Segundo um estudo de Titus Simon, da universidade de Magdeburgo-Stendal, 72% de 616 cidades alemãs sondadas indicaram ter adotado tais regulamentos no final dos anos 90. Em 2005, a cidade de Colónia ameaçou mesmo multar os que catavam o lixo – os sem-abrigo que procuravam garrafas recicláveis. Os protestos impediram no entanto esta medida.
A cidade de Celle, na Baixa Saxónia, foi mais longe. Desde os finais dos anos 90, os ladrões de lojas reincidentes foram proibidos de entrar na cidade. Se têm lá a sua habitação principal, deixaram de poder ir à cidade velha e ao centro. “Nós fomos os percursores”, afirma o porta-voz da municipalidade. Todos os anos, a cidade de Celle aprova cerca de 14 destas interdições, válidas por um ano. A infração custa 250 euros. “Em geral, estas medidas dizem respeito a toxicómanos”, continua o porta-voz. A cidade não conta mudar de prática, apesar da associação BAGW a considerar contrária à Constituição. Mas os toxicodependentes raramente processam as administrações vexatórias.

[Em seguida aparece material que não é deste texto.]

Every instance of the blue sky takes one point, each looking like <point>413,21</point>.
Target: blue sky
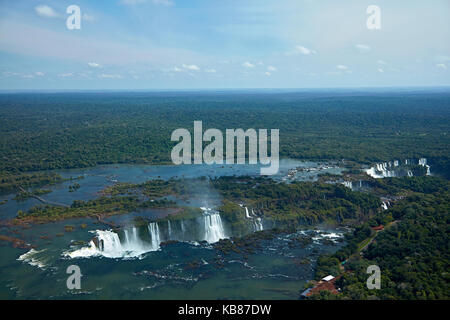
<point>195,44</point>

As gares, locais de encontro como os outros
Os municípios também atacam os sem-abrigo por meio de estratégias de construção: sistemas de rega, planos íngremes, bancadas curvas, blocos de cimento colocados nas superfícies planas, grades afiadas em torno dos edifícios. “O mundo está cheio de arquiteturas que tornam a vida mais difícil aos sem-abrigo”, constata Stephan Nagel, da Obra diaconal alemã. Em Paris, o coletivo de artistas Survival Groupassumiu como missão o combate a este mobiliário urbano. “O espaço efetivamente público é capturado de maneira autoritária”, explica Arnaud Elfort, do Survival Group”: “Estas instalações modificam a atmosfera social. A cidade torna-se ameaçadora.”

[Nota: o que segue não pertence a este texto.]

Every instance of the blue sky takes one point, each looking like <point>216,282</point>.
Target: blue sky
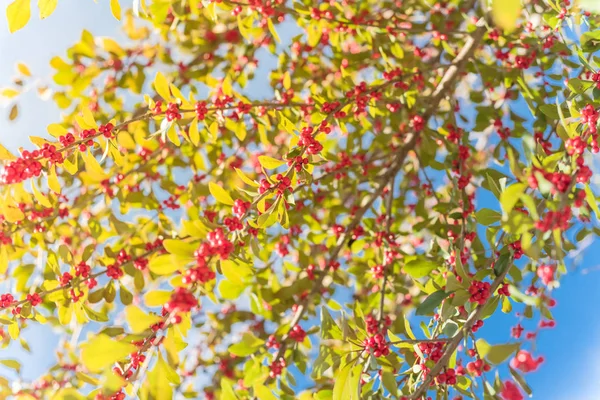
<point>571,349</point>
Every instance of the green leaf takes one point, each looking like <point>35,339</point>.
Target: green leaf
<point>139,320</point>
<point>270,162</point>
<point>420,267</point>
<point>486,217</point>
<point>248,345</point>
<point>230,290</point>
<point>510,196</point>
<point>101,352</point>
<point>501,264</point>
<point>329,328</point>
<point>18,14</point>
<point>590,41</point>
<point>506,13</point>
<point>341,378</point>
<point>220,194</point>
<point>227,392</point>
<point>432,301</point>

A política de repressão conheceu no entanto um revés jurídico na Alemanha, pelo menos para as gares. Em fevereiro passado, o tribunal constitucional federal declarou que os equipamentos de transporte em parte públicos continuam a ser “locais de encontro públicos”. Concretamente, esta decisão permitiu realizar-se uma manifestação no aeroporto de Frankfurt. “É uma excelente decisão jurídica, segundo Wolfgang Hecker, professor de direito da Escola superior de polícia e da administração de Hesse. Se o direito fundamental de liberdade de reunião está garantido, isso vale sem dúvida ainda mais para o simples direito de passar algum tempo nas gares”. As consequências são claras: “A ninguém pode ser recusada a entrada numa estação simplesmente porque a pessoa não se insere no conceito de marketing da Deutsche Bahn, limitado ao consumo e ao transporte”.
Christian Jakob
Artigo publicado em Jungle World a 20 de outubro de 2011. Traduzido para francês e adaptado para Basta! por Rachel Knaebel. Traduçãode francês para português de Carlos Santos para o esquerda.net
1
Este número engloba as pessoas que ficam em abrigos de emergência ou
num alojamento fornecido pelos municípios sem contrato de arrendamento.